Parliament’s standards watchdog said the PM’s account of the “informal” funding arrangement was “accurate and complete” but that it was “regrettable” details related to the trip which took place over Christmas 2019 were provided sporadically.

The report, published by the Committee on Standards on Thursday, said the matter “could have been concluded many months ago if more strenuous efforts had been made to dispel the uncertainty”.

Prime Minister Boris Johnson and his fiancee Carrie Symonds leave after casting their vote at Methodist Central Hall, central London, in the local and London Mayoral election.
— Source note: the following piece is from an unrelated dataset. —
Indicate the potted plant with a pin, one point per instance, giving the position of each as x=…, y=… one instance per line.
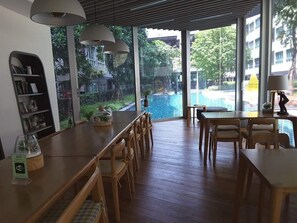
x=145, y=101
x=267, y=107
Picture date: Thursday May 6, 2021.
Image:
Boris Johnson and his now wife Carrie Johnson took the trip to the Caribbean in 2019

Mr Johnson received a £15,000 benefit-in-kind from David Ross, a Conservative Party donor, for “accommodation for a private holiday” on a trip to the Caribbean between December 2019 and January 2020.

The PM went on the trip with his now wife Carrie Johnson shortly after his election win.

But questions have been asked over how the trip was funded and whether it was in line with the MPs’ Code of Conduct.

In May, the Parliamentary Commissioner for Standards Kathryn Stone confirmed she was looking into whether the MP had properly declared the holiday.

But the Committee on Standards – made up of both MPs and lay members – concluded on Thursday that Mr Johnson had not broken the code over the trip.

Downing Street has previously said “all relevant transparency requirements” were met around the trip to Mustique, a private island in the archipelago nation of St Vincent and the Grenadines.

Boris Johnson
Image:
Boris Johnson had just won the general election before taking the trip

In May, the PM’s official spokesperson said Mr Johnson “transparently declared the benefit in kind in the Commons register of interests” and followed the rules “throughout”.

Mr Johnson’s entry in the register of MPs’ interests said he had accepted “accommodation for a private holiday for my partner and me, value £15,000”, and cited Carphone Warehouse co-founder Mr Ross as the provider.

Responding to initial questioning about the donation, a spokesman for Mr Ross said: “Mr Ross facilitated accommodation for Mr Johnson on Mustique valued at £15,000.

“Therefore this is a benefit in kind from Mr Ross to Mr Johnson, and Mr Johnson’s declaration to the House of Commons is correct.”